Search code examples
dataframedictionarypandas-groupby

generate dict from datarame with grouping columns


I try to generate a json file or dict rom my datframe (grouping the columns)

my datFrame is

    df1 = pd.DataFrame({
        'USER': ['ALL','ALL','BOB','STEVE','PAUL','KEITH','STEVE','STEVE','BOB'],
        'CITY': ['ALL','ALL','PARIS','LONDON','MILAN','MADRID','LONDON','LONDON','PARIS'],
        'TEAMS':['USA','EUROPE','Middle EST','CHINA','JAPAN','MORROCO','Fr','ENGLAN','AUSTRIA'],
        'TASK':['ALL','MANY','ONE','TWO','THREE','FOUR','FIVE','SIX','SEVEN']})
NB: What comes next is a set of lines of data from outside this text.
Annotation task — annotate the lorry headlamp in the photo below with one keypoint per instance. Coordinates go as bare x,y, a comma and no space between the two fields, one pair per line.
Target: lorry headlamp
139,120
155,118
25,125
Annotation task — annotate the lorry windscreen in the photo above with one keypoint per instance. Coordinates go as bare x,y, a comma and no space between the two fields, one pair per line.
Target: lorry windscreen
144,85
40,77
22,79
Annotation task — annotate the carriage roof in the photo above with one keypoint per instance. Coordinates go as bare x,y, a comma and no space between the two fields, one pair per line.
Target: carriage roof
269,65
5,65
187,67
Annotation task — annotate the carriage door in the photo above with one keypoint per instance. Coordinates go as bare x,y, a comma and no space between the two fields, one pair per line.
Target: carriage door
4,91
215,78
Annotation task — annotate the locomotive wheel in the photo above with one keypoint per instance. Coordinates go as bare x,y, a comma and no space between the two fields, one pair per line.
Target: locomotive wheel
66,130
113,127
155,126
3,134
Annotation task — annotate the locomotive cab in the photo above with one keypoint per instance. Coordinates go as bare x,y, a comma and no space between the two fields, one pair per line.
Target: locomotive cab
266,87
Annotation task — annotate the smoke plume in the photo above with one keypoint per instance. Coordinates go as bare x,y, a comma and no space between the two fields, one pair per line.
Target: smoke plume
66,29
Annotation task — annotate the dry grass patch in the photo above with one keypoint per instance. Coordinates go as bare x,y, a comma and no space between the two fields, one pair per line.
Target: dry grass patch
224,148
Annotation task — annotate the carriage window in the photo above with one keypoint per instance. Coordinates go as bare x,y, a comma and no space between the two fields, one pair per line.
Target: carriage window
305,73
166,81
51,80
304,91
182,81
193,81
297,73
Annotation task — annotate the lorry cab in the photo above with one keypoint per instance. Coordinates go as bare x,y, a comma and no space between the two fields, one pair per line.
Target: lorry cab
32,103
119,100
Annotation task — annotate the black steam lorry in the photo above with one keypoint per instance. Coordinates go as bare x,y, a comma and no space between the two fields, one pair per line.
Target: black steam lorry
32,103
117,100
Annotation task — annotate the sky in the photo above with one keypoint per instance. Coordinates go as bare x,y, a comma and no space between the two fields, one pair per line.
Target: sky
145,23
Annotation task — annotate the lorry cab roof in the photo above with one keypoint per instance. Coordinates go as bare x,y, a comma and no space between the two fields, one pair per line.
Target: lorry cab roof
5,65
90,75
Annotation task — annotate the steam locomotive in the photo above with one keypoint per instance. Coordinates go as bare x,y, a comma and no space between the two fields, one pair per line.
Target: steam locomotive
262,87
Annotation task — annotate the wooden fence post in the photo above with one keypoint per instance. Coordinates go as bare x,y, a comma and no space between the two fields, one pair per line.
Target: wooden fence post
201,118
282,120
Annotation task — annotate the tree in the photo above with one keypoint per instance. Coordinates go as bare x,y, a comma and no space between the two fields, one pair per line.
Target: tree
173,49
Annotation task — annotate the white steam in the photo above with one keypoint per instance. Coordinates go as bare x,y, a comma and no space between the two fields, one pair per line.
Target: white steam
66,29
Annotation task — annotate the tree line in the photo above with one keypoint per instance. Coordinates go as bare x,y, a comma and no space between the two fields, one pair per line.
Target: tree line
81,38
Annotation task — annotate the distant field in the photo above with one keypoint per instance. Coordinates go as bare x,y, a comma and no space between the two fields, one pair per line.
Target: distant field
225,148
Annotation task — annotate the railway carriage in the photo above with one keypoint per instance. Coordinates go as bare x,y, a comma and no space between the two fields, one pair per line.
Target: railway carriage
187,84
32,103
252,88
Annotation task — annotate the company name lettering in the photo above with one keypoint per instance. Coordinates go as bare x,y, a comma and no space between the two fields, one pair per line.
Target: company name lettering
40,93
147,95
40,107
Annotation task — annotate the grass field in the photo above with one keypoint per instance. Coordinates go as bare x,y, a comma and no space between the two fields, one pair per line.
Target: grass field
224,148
The expected output it should look like this:

exepectdict ={
     [{
     'USER':'ALL',
      'CITY':'ALL',
       'work':
           { 'USA':'ALL',
             'EUROPE':'MANY'
            }
     
     },
      {
     'USER':'BOB',
      'CITY':'PARIS',
       'work':
           { 'Middle EST':'ONE',
             'AUSTRIA':'SEVEN'
            }
     
     },
      {
     'USER':'KEITH',
      'CITY':'MADRID',
       'work':
           { 'MORROCO':'FOUR'
            }
     
     },
           
      {
     'USER':'PAUL',
      'CITY':'MILAN',
       'work':
           { 'JAPAN':'THREE'
            }
     
     },
           
      {
     'USER':'STEVE',
      'CITY':'LONDON',
       'work':
           { 'CHINA':'TWO',
             'Fr':'FIVE',
              'ENGLAN':'SIX'
            }
     
     }
          
    ]}

to do that , I try de group rows (USER?CITY) and generate a list for (TEAMS and TASK columns) :

    df_results=df1.groupby(['USER','CITY'])['TEAMS','TASK'].agg(list)
|USER | CITY    |      TEAMS            |       TASK       |               
|:----|:-------:|:---------------------:|-----------------:|
|ALL  |   ALL   |          [USA, EUROPE]|       [ALL, MANY]|
|BOB  |   PARIS |  [Middle EST, AUSTRIA]|      [ONE, SEVEN]|
|KEITH| MADRID  |              [MORROCO]|            [FOUR]|
|PAUL |  MILAN  |                [JAPAN]|           [THREE]|
|STEVE| LONDON  |    [CHINA, Fr, ENGLAN]|  [TWO, FIVE, SIX]|

but i don't know how generate expected dict Format


Solution

  • Create a column for "work" as it is one to one mapping of TEAMS:TASK during groupby

    df_results = pd.DataFrame(df.groupby(['USER','CITY'])[['TEAMS','TASK']].apply(lambda x:dict(zip(x['TEAMS'],x['TASK']))), columns=['work'])
    df_results.reset_index().to_dict('records')